3) by 2) the two-dimentional porous carbon sheet 9mg of middle gained and 1mg LA133 ultrasonic disperses in 1-METHYLPYRROLIDONE, then will Dispersion liquid is filtered onto barrier film, and drying obtains the battery diaphragm that two-dimentional porous carbon sheet is modified after cutting.
The synthesis schematic diagram of two-dimentional porous carbon sheet prepared by embodiment 3 is referring to Fig. 1, the scanning electron microscope (SEM) photograph of two-dimentional porous carbon sheet Referring to Fig. 2, the transmission electron microscope picture of two-dimentional porous carbon sheet referring to Fig. 3, the atomic force microscopy diagram of two-dimentional porous carbon sheet referring to Fig. 4, The atomic force curve map of two-dimentional porous carbon sheet is referring to Fig. 5, the N of two-dimentional porous carbon sheet2Adsorption desorption curve and graph of pore diameter distribution referring to Fig. 6, the pictorial diagram and sectional view of two-dimentional porous carbon sheet modified diaphragm are referring to Fig. 7, two-dimentional porous carbon sheet barrier film being modified and not The barrier film that the lithium-sulfur cell 0.2C circulation comparison diagrams that modified business barrier film is assembled are modified referring to Fig. 8, two-dimentional porous carbon sheet Lithium-sulfur cell 1C (the 1C=1675mA g assembled-1) long circulating performance map under the conditions of discharge and recharge is referring to Fig. 9.
Embodiment 4
1) 30mg GO and 0.6g polyvinylpyrrolidones are added in 120mL ethanol and 15mL deionized waters first, added Enter 6mL ammonia spirits and 1mL TEOS, stirring reaction 6h at 30 DEG C.Will be standby after product centrifuge washing.

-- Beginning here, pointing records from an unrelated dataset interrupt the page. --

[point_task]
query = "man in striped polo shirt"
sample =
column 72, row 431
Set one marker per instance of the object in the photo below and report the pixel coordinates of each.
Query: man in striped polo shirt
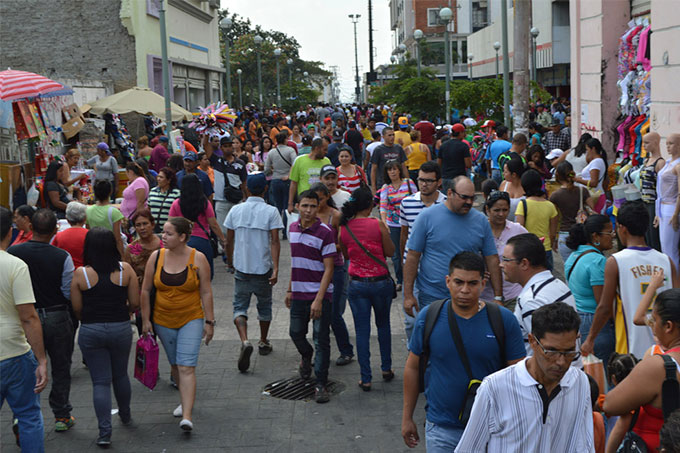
column 312, row 250
column 429, row 179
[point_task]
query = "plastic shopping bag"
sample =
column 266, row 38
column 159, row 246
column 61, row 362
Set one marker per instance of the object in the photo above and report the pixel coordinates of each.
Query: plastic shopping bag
column 146, row 361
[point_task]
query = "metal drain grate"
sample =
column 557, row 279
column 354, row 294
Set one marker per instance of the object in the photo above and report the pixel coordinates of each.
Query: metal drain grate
column 298, row 389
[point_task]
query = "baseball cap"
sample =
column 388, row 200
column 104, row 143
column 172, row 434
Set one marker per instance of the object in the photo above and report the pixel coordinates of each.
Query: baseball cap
column 327, row 169
column 555, row 153
column 256, row 182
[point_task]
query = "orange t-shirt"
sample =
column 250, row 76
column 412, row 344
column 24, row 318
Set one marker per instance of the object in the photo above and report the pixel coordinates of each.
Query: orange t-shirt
column 177, row 305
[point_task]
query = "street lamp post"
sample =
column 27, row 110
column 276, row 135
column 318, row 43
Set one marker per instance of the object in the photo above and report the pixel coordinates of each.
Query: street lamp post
column 446, row 14
column 277, row 53
column 225, row 25
column 240, row 94
column 355, row 19
column 497, row 47
column 418, row 35
column 258, row 42
column 534, row 34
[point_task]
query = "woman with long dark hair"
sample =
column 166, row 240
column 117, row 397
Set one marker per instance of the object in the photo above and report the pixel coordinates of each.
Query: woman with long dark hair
column 584, row 271
column 193, row 205
column 370, row 285
column 103, row 293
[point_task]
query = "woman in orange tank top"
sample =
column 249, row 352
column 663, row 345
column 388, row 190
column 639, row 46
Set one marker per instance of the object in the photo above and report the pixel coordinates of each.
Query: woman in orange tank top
column 182, row 313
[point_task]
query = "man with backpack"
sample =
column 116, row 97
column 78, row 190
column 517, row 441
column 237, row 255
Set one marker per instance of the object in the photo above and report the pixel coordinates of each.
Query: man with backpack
column 455, row 344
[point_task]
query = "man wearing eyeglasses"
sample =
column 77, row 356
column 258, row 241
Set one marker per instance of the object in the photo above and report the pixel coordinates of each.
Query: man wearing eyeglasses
column 441, row 232
column 524, row 262
column 541, row 403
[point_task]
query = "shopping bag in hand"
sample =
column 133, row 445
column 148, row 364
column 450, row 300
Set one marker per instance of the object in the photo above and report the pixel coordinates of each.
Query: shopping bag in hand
column 146, row 361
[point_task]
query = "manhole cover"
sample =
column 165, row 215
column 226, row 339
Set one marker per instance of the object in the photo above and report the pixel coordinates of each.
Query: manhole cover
column 298, row 389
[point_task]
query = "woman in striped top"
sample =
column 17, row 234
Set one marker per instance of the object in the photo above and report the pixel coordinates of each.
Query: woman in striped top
column 350, row 176
column 162, row 196
column 399, row 187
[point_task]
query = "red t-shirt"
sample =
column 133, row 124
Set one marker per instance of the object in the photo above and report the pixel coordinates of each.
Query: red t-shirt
column 73, row 241
column 426, row 130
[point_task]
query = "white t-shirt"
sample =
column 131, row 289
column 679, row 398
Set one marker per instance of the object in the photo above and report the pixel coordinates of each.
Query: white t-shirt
column 595, row 164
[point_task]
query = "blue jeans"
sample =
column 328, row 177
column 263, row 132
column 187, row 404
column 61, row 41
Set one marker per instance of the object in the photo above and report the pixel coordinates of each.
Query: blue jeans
column 339, row 303
column 16, row 386
column 181, row 345
column 299, row 324
column 362, row 297
column 441, row 439
column 245, row 285
column 106, row 349
column 203, row 245
column 395, row 234
column 605, row 342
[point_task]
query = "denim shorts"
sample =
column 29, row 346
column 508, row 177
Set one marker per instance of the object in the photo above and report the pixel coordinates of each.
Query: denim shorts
column 245, row 285
column 182, row 345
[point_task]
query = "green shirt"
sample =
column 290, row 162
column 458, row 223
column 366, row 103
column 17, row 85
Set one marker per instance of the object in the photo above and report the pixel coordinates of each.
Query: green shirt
column 305, row 171
column 99, row 216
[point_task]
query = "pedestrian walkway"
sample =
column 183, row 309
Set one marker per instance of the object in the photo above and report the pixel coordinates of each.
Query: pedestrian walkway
column 231, row 411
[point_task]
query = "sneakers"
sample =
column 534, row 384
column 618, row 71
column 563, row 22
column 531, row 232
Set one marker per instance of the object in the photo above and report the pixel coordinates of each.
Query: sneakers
column 321, row 394
column 186, row 425
column 344, row 360
column 244, row 356
column 64, row 424
column 306, row 367
column 264, row 347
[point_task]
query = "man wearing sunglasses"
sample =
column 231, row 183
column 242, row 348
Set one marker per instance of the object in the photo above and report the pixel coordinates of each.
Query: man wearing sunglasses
column 541, row 403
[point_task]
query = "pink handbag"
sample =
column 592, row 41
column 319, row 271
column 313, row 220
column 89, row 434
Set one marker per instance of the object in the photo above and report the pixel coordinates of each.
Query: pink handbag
column 146, row 361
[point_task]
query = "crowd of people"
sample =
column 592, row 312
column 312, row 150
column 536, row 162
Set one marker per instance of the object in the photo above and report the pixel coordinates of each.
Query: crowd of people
column 495, row 338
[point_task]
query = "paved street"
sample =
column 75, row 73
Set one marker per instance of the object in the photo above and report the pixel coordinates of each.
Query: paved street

2) product in 1) is added in the mixed solution of 70mL deionized waters and 30mL ethanol, adds 0.3mL formaldehyde, After 0.2g phloroglucins, 0.3mL 1,6- hexamethylene diamines and 1mL TEOS, the dispersion liquid of mixing is further stirred at 40 DEG C 24h.Intermediate is collected by centrifugation, in N2Be carbonized 4h under atmosphere at 800 DEG C, is washed after then etching 24h with the 10wt%HF aqueous solution Dry, obtain two-dimentional porous carbon sheet.
3) 2) the middle two-dimentional porous carbon sheet 9mg of gained is filtered in ethanol, then by dispersion liquid with 1mg LA133 ultrasonic disperses Onto barrier film, drying obtains the battery diaphragm that two-dimentional porous carbon sheet is modified after cutting.
Embodiment 5
1) 30mg GO and 0.6g polyvinylpyrrolidones are added in 120mL ethanol and 15mL deionized waters first, added Enter 6mL ammonia spirits and 4mL TEOS, stirring reaction 6h at 30 DEG C.Will be standby after product centrifuge washing.
2) product in 1) is added in the mixed solution of 70mL deionized waters and 30mL ethanol, add 0.3mL formaldehyde, After 0.2g resorcinols, 0.3mL mercaptoethylmaines and 1mL TEOS, the dispersion liquid of mixing is further stirred into 24h at 40 DEG C. Intermediate is collected by centrifugation, in N2Be carbonized 4h under atmosphere at 800 DEG C, and drying is washed after then etching 24h with the 10wt%HF aqueous solution, Obtain two-dimentional porous carbon sheet.
3) 2) the middle two-dimentional porous carbon sheet 9mg of gained is filtered in ethanol, then by dispersion liquid with 1mg LA133 ultrasonic disperses Onto barrier film, drying obtains the battery diaphragm that two-dimentional porous carbon sheet is modified after cutting.
Embodiment 6
1) 30mg GO and 0.6g polyvinylpyrrolidones are added in 120mL ethanol and 15mL deionized waters first, added Enter 6mL ammonia spirits and 4mL TEOS, stirring reaction 6h at 30 DEG C.Will be standby after product centrifuge washing.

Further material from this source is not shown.